Commentator Terry Smith says the bay also has immense aesthetic value, especially in the spring. But he worries that it is a beauty that hides serious problems.
Mr. TERRY SMITH (commentator) Spring is unfolding on the Chesapeake Bay. The ospreys have returned from their winter holidays in Central and South America. The tundra swans are getting ready to head north to Hudson Bay. Lust-filled yellow perch are racing up the rivers to spawn.
And in Annapolis, the boat bums down at the Boatyard Bar and Grill have held their annual sock-burning ritual.
When Bob Gallagher(ph), the river keeper on the West and Rhode Rivers sets out on patrol in his red-hulled skiff in the early morning, I can see him outside my front window. The water is glassy, smooth and gorgeous, his wake white against the deep blue.
That's the problem with the Chesapeake. It's so damned beautiful. That beauty masks the problems that lie beneath the surface. You'd never know, looking at it, that vast stretches are dead zones where there's not enough oxygen to support life. You'd never know, looking at it, that the legendary crab and oyster populations are a fraction of what they used to be. You'd never guess that the Chesapeake Bay, the nation's largest and once most productive estuary, is dying.
You'd certainly never know it from the headlines over the years in which political leaders declare their determination to clean up the bay. Beginning in 1987 and repeatedly every few years since, the politicians who govern Maryland, Virginia, Delaware, Pennsylvania and the District of Columbia have gotten together and promised to redouble their efforts.

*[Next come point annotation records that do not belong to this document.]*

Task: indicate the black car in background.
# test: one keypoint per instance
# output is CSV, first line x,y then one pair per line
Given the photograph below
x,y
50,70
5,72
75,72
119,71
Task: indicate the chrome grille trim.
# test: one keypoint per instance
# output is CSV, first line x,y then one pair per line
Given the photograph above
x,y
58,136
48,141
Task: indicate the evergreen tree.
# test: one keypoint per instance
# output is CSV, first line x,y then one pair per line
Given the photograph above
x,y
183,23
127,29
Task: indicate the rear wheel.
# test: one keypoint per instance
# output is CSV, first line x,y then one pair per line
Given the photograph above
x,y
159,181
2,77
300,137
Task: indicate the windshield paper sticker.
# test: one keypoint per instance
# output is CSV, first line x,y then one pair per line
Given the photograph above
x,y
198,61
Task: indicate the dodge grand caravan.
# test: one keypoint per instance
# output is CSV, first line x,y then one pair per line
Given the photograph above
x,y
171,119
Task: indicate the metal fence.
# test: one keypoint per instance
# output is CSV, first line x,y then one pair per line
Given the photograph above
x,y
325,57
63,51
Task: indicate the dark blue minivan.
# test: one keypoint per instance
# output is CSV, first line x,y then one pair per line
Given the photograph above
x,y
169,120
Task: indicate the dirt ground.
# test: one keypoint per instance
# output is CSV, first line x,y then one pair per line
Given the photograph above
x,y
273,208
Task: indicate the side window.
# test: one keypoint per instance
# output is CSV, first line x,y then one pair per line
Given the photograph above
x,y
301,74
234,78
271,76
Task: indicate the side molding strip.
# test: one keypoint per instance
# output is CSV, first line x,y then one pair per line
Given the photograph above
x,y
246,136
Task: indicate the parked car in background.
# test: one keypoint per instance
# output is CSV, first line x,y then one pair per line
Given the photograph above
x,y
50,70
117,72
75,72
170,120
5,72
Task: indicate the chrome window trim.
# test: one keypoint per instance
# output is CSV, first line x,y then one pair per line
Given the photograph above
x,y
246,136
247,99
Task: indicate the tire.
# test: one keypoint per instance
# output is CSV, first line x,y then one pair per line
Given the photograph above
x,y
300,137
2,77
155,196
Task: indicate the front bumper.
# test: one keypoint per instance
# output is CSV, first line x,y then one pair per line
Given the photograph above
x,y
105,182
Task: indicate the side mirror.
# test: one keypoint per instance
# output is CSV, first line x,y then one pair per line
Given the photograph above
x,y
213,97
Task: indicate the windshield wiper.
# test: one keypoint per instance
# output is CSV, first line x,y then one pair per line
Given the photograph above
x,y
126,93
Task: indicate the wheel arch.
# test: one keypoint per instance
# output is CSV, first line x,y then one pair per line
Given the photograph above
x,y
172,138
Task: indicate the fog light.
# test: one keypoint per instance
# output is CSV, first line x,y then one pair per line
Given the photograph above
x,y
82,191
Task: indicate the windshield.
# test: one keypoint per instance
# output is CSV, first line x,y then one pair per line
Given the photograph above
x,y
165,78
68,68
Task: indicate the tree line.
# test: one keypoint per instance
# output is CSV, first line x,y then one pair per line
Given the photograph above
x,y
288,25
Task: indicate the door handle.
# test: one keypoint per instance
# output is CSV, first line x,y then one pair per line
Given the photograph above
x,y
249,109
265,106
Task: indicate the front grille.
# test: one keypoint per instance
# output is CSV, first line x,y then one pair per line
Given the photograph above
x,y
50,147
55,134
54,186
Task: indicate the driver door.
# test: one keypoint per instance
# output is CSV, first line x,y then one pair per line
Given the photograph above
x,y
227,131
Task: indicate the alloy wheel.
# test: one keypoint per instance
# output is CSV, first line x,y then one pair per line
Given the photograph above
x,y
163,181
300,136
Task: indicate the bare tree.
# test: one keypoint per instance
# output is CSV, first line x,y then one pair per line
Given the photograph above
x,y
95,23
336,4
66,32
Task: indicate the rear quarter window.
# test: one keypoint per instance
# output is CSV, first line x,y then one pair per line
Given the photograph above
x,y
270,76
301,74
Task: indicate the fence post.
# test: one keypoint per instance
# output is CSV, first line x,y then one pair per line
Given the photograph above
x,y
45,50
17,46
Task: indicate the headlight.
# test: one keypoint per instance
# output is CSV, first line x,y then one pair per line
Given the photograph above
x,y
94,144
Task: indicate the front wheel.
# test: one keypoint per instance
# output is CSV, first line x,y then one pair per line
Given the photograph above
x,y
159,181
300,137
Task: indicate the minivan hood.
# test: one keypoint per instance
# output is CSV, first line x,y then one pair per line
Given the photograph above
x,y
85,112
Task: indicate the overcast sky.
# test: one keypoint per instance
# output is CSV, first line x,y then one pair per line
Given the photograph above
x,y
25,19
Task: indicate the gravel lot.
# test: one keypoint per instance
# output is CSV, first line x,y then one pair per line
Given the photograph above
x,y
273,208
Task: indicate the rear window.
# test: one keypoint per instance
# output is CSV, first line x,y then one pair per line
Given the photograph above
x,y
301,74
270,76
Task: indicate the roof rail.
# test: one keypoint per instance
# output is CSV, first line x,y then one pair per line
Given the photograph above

Let's make the Chesapeake Bay the model for the country, they say. If we can salvage the bay, we can do the same for the Gulf of Mexico, for San Francisco Bay, you name it.
A: $15 billion to clean up the sewage plants and eliminate the agricultural runoff and still accommodate the 100,000 new residents who settle along the Chesapeake's fragile shorelines every year.
To illustrate the problem, the Chesapeake Bay Foundation rates the health of the bay each year on a scale of 100. Currently, say the scientists, the index stands at 27.
Next year is the 400th anniversary of the founding of Jamestown, the first successful European settlement in this country. Captain John Smith and his men settled the Chesapeake and explored its rivers and tributaries and drew a remarkably accurate map that guided settlement for the next century. In his journal, Smith wrote, heaven and earth have never agreed better to frame a place for man's habitation.
I wonder what Captain Smith would think if he could come back today and see what man has done to this very goodly bay, as he called it, in the last four centuries. Especially in the springtime, as the trees begin to green, he might be fooled by the beauty of it all, but not for long.
NORRIS: Commentator Terry Smith lives on the western shore of the Chesapeake Bay.